La filosofía iniciática centra sus enseñanzas en una reeducación de la percepción, es decir, en la contemplación del mundo con otros ojos, afinando la mirada interior y desarrollando una captación intuitiva de la realidad a través de los símbolos. Como bien enseñan los místicos e iniciados, el simbolismo no es un entretenimiento o un conocimiento oscuro sino que es el lenguaje del alma, porque permite traducir lo invisible en imágenes visibles, permitiéndonos conectar planos, lo material y tangible con lo metafísico.

A través del estudio, la reflexión serena y el contacto con los símbolos, el alma tiene la capacidad de comenzar a recordar verdades que ya conocía, pero que había olvidado. Por eso la pedagogía iniciática es una anamnesis, un recuerdo, la posibilidad de conectar con nuestra esencia más profunda.

En primer lugar, al hablar de percepción es necesario empezar con los cinco sentidos que son los que nos conectan con el mundo exterior. Sin embargo, nuestros sentidos no solamente nos informan, sino que también nos filtran la realidad. En otras palabras, son ventanas pero también son barreras.

El proceso de recepción de impresiones externas a través de los órganos de los sentidos se llama “sensación” pero después, la selección, organización e interpretación de esas sensaciones en base a la experiencia y los recuerdos previos se llama “percepción”.

Sin embargo, los seres humanos no podemos percibir una enorme gama de colores, que van desde el infrarrojo al ultravioleta, y tampoco podemos captar sonidos que otros animales sí pueden detectar y utilizar para orientarse o comunicarse. Por esta razón, nuestra percepción es siempre parcial y condicionada por limitaciones biológicas y también mentales.

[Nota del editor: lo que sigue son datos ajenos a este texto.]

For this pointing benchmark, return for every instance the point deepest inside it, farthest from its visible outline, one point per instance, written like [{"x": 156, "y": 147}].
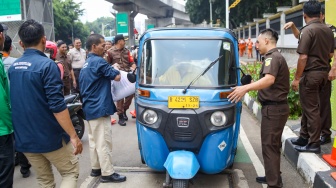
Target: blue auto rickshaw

Siendo así, observamos la realidad no como es sino en función de nuestras limitaciones y también según nuestros preconceptos, creencias y experiencias previas. De ahí que, frente a un mismo suceso, dos personas capten elementos diferentes e interpreten el significado de lo ocurrido de modo distinto y, en ocasiones, incluso opuesto.

La percepción sensorial es la que está supeditada a los órganos de los sentidos y desde ciertas posturas materialistas (extremas, diría yo) se concluye que “lo que veo (o lo que captan los órganos de mis sentidos) es lo que es”. A esto podríamos llamarle una lectura ingenua del mundo, superficial.

No obstante, existe una percepción extra-sensorial, es decir por encima de los sentidos, que nos permite acceder a niveles más sutiles de la realidad, captar aquello que no puede medirse ni pesarse, pero que se intuye, se siente o se revela en la profundidad del ser. Esta percepción no depende de los estímulos externos, sino de un afinamiento de la conciencia que se logra mediante la contemplación, el silencio, la meditación y otras técnicas introspectivas propias de las escuelas espirituales.

Los antiguos la llamaban visión del corazón o conocimiento intuitivo, y afirmaban que solo a través de ella es posible penetrar los velos de la apariencia y reconocer la esencia de las cosas. En ese sentido, el símbolo se convierte en puente, en mediador entre el mundo visible y el invisible, entre el intelecto y la intuición.

Por eso, la enseñanza iniciática no busca solo transmitir información, sino provocar un despertar. Su propósito es que el estudiante cambie su percepción, que despierte en él una sensibilidad capaz de reconocer lo sagrado en lo cotidiano.

Según estas enseñanzas, el ser humano tiene tres ojos o tres niveles de percepción:

  1. Oculus Carni (ojo del cuerpo, los sentidos) Percepción del mundo espacial, los objetos y la realidad física circundante.
  2. Oculus Rationis (ojo racional, la razón) Nos permite razonar, filosofar, realizar silogismos.
  3. Oculus Fidei (ojo de contemplación, la intuición) nos brinda acceso a una realidad diferente, metafísica.

Cada uno de estos ojos permite conectarnos con realidades diferentes. Todos son necesarios y como dice Raimon Panikkar: “Cuando el tercer ojo funciona por su cuenta aparecen los misticismos negadores del mundo y de la vida humana. Cuando esta visión no se divorcia de los sentidos corporales ni del sentido intelectual, esto es, cuando los tres ojos están despiertos, la interpretación descubre la irreductibilidad de la realidad tanto a la sola materia como al solo intelecto”.

De ahí que la Filosofía Iniciática postule una enseñanza integral donde no se niega ni el cuerpo ni la razón, pero sí se apunta a una armonización de los niveles de percepción para acceder a una visión más completa y profunda de la realidad.

Por eso el símbolo es importante ya que actúa como conector de realidades y nos permite trascender los límites de lo meramente literal o lógico, abriendo paso a una comprensión más profunda y en conexión con nuestro Yo Superior. El símbolo nunca explica sino que sugiere, evoca, despierta. No impone una verdad cerrada, sino que invita al alma a recordar lo que ya sabe en lo más profundo.